Yves Saint Laurent is a classically styled biopic; to that end, Lespert serves up all the expected shots of the designer scrutinizing and delighting in the human form, male and female alike. He flirts ardently, though with a conspicuous lack of sexual passion, with his favorite house model, a pouty, button-eyed beauty named Victoire (Charlotte Le Bon). The affection between the two incites so much jealousy in Bergé that he lashes out with his own surprisingly aggressive brand of sexual revenge.

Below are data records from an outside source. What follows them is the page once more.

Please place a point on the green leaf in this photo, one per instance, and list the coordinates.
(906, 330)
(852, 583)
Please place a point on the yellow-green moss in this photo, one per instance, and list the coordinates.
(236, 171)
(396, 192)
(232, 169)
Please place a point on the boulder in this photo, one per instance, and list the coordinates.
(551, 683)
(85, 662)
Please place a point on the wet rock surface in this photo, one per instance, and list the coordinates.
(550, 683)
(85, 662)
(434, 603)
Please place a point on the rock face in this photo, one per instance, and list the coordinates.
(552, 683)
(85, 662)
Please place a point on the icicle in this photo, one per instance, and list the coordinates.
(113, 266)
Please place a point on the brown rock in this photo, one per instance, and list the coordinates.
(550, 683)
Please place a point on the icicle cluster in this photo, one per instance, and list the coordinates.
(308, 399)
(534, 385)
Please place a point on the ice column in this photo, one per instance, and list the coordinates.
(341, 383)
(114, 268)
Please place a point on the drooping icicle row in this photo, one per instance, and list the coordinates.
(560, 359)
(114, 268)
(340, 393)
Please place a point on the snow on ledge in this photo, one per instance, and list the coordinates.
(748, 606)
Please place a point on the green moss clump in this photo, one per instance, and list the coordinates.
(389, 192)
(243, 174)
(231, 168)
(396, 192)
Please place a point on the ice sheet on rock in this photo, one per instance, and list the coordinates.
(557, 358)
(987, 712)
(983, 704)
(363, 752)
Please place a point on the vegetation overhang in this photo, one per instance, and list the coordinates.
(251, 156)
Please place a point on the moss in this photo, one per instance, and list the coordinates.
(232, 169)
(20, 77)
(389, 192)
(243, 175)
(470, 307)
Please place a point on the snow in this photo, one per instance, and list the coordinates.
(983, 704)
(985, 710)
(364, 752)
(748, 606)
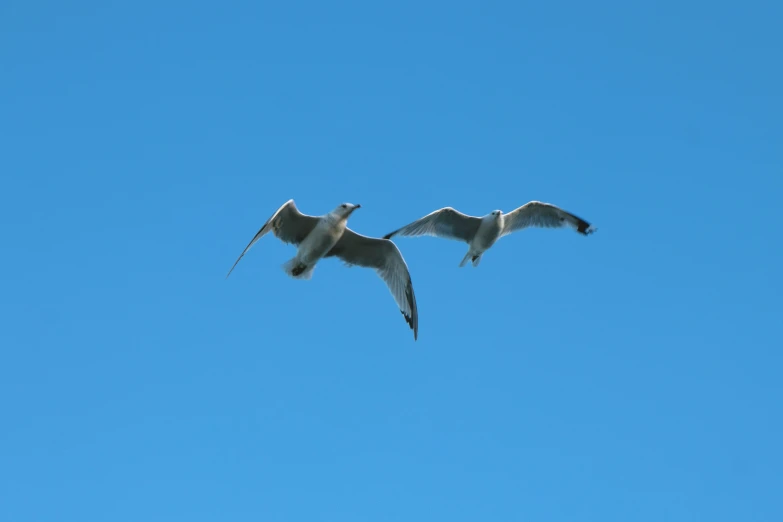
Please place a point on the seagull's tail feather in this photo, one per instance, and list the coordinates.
(298, 270)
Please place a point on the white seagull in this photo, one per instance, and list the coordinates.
(480, 233)
(328, 235)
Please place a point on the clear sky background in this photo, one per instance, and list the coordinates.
(630, 375)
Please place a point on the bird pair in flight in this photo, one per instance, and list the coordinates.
(324, 236)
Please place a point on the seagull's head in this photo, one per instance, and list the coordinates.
(345, 210)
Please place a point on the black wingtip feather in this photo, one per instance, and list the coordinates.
(583, 227)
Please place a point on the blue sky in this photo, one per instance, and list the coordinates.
(630, 375)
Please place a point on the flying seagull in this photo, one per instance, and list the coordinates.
(480, 233)
(325, 236)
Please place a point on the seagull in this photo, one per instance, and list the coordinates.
(325, 236)
(480, 233)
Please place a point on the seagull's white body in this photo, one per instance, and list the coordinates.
(480, 233)
(324, 236)
(489, 231)
(318, 237)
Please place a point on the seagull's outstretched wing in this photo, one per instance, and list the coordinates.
(446, 222)
(287, 224)
(383, 256)
(544, 215)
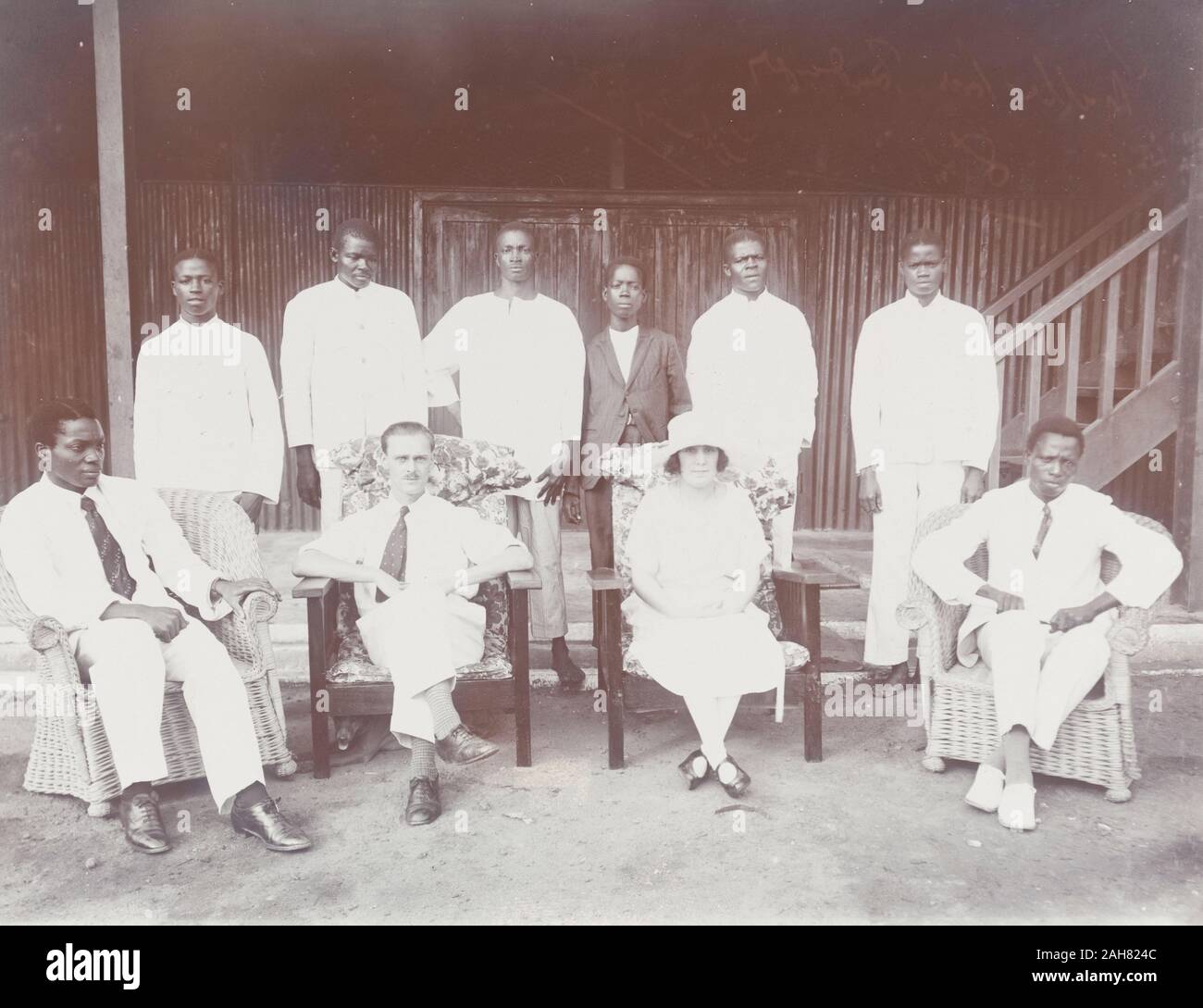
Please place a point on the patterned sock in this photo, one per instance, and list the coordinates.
(253, 793)
(441, 709)
(421, 760)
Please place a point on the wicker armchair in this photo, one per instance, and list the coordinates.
(1095, 745)
(70, 752)
(341, 678)
(788, 595)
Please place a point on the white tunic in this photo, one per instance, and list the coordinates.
(205, 414)
(420, 635)
(521, 368)
(48, 549)
(350, 364)
(924, 386)
(1065, 575)
(750, 361)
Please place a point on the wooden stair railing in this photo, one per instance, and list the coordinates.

If Bergé figures largely, possibly excessively, in this telling, there are some good reasons: For one thing, the real-life Pierre Bergé has authorized the film; he didn't grant the same honor to the other yet-to-be-released Saint Laurent biopic, Bertrand Bonello's Saint Laurent, which premiered in Cannes in May. But while I've heard some vague accusations along the lines of "too much Bergé" hurled at Lespert's film, it probably has just the right amount of Bergé. Because you can't tell the story of Yves Saint Laurent without attempting to plumb the admittedly more prosaic mystery of his right-hand guy.